Book Image

MEAN Cookbook

By : Nicholas McClay
Book Image

MEAN Cookbook

By: Nicholas McClay

Overview of this book

The MEAN Stack is a framework for web application development using JavaScript-based technologies; MongoDB, Express, Angular, and Node.js. If you want to expand your understanding of using JavaScript to produce a fully functional standalone web application, including the web server, user interface, and database, then this book can help guide you through that transition. This book begins by configuring the frontend of the MEAN stack web application using the Angular JavaScript framework. We then implement common user interface enhancements before moving on to configuring the server layer of our MEAN stack web application using Express for our backend APIs. You will learn to configure the database layer of your MEAN stack web application using MongoDB and the Mongoose framework, including modeling relationships between documents. You will explore advanced topics such as optimizing your web application using WebPack as well as the use of automated testing with the Mocha and Chai frameworks. By the end of the book, you should have acquired a level of proficiency that allows you to confidently build a full production-ready and scalable MEAN stack application.
Table of Contents (13 chapters)

What this book covers

Chapter 1, Working with Angular 4, begins by exploring the frontend layer of our MEAN stack using Angular 4. We'll cover the basics of working with Angular and scaffold out a new application using Angular-CLI. The reader will learn to use Angular-CLI to create components and modules as well as serve the development build of an application to a web browser.

Chapter 2, Enhancing Your User Interface, covers using frontend frameworks such as Sass, Bootstrap, and Font-Awesome. This chapter explores how to add some style to our Angular web application. We'll also look at advanced topics such as component styles and working with Bootstrap components inside an Angular application.

Chapter 3, Working with Data, explains that our Angular application's relationship with data is key to leveraging it in our MEAN stack application. Here, we'll review the basic mechanisms behind data binding inputs and forms within Angular to models. This includes more advanced topics such as working with data services and validating it, using promises to create asynchronous services, retrieving and querying API data, and handling API errors and invalid responses.

Chapter 4, Using Express Web Server, turns our attention to the backend of our MEAN stack web application; we will explore setting up an Express web server using Node.js. This chapter covers the basics of serving assets and routing with Express as well as an exploration of securing an Express web server in production environments.

Chapter 5, REST APIs and Authentication, continues with building our Express web server; we'll build our own APIs for serving resources to our frontend Angular application. The reader will learn how to structure APIs using JSON API to send data and errors to our client.

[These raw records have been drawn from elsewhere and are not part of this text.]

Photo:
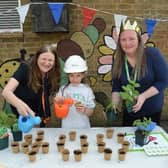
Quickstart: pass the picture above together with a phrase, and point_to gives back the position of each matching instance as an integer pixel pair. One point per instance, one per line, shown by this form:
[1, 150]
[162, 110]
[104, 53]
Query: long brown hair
[120, 58]
[53, 76]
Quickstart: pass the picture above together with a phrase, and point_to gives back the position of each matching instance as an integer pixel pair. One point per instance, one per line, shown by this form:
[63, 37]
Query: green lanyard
[127, 71]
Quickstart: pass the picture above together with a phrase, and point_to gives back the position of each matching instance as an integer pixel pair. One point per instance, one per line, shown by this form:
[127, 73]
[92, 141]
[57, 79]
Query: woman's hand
[80, 107]
[140, 101]
[59, 99]
[24, 110]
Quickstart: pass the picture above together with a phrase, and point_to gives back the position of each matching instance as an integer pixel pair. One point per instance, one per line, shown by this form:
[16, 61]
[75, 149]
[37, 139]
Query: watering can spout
[62, 109]
[26, 123]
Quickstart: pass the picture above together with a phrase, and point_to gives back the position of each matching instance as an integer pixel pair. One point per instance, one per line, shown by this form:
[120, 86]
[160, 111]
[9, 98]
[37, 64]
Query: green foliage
[130, 92]
[143, 124]
[3, 131]
[15, 127]
[7, 120]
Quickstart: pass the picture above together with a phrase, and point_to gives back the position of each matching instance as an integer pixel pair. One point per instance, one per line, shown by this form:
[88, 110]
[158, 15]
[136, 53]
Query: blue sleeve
[160, 68]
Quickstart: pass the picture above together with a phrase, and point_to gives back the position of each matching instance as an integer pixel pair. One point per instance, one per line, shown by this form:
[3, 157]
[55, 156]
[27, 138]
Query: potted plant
[129, 94]
[106, 102]
[6, 121]
[144, 127]
[17, 134]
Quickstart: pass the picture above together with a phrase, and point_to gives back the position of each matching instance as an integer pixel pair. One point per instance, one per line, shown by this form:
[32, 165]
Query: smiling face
[129, 42]
[75, 78]
[46, 62]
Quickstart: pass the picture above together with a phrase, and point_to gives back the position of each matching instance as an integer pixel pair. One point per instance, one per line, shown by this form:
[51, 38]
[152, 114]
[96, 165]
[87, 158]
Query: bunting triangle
[118, 19]
[56, 10]
[150, 25]
[87, 15]
[22, 10]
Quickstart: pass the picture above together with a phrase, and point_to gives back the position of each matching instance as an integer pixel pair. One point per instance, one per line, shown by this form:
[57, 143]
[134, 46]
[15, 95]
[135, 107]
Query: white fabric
[82, 93]
[92, 159]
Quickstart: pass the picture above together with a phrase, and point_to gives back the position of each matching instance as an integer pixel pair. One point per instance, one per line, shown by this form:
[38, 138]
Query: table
[91, 159]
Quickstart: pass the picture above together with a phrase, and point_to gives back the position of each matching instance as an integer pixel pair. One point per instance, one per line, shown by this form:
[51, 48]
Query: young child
[82, 95]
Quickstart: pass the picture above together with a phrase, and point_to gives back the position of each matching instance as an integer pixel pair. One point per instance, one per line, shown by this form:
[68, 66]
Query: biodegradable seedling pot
[121, 154]
[83, 139]
[25, 147]
[107, 154]
[28, 138]
[40, 134]
[125, 145]
[15, 147]
[62, 138]
[60, 146]
[77, 155]
[99, 138]
[84, 147]
[120, 137]
[45, 147]
[65, 154]
[101, 146]
[32, 156]
[109, 133]
[72, 135]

We'll also explore the intricacies of implementing authentication and authorization in our application.

Chapter 6, Cloud Service Integrations, covers the various types of cloud service integrations for our backend Express webserver, including handling images with Cloudinary and implementing a payment gateway using Stripe. We'll also implement a credit card payment user interface with Angular using Stripe.

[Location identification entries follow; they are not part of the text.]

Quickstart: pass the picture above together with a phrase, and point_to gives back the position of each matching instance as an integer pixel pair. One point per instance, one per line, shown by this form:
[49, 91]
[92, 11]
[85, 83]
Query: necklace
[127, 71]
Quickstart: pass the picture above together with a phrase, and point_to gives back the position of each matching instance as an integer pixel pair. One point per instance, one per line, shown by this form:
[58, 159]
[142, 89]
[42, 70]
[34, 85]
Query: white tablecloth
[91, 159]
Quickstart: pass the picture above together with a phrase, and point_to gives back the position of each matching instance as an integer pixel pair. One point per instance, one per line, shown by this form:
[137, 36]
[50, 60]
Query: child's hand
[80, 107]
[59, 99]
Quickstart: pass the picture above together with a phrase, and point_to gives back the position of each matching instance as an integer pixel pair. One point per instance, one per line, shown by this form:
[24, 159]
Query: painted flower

Chapter 7, MongoDB and Mongoose, explains how to use MongoDB as our database for our Express application. This chapter will cover configuring MongoDB as well as using Mongoose to manage models between an Express web server and a database.

Chapter 8, Relationships, focuses on structuring relationships between our documents in MongoDB. We'll cover the most common types of document relationships, including validation, virutals, subdocuments, and document population with Mongoose.

Chapter 9, Build Systems and Optimizations, dives deep into using the WebPack build system for both Angular and Express. This chapter discusses advanced optimization strategies to increase the loading speed and performance of our web applications.

Chapter 10, Debugging, explores the myriad of options available for debugging a MEAN stack web application. We'll cover the built-in debugger tools of Node.js as well as configuring IDE debuggers such as JetBrain's WebStorm. The chapter will also cover how to set up production error logging for Angular using the error logging service Sentry.io.

Chapter 11, Automated Testing, concludes the book with a review of the range of testing options within our MEAN stack web application. We'll cover writing unit and integration tests for our Express web application using Mocha and Chai. The reader will also be introduced to how to configure ESLint as a Node.js project linter, and use BrowserSync for cross-browser testing.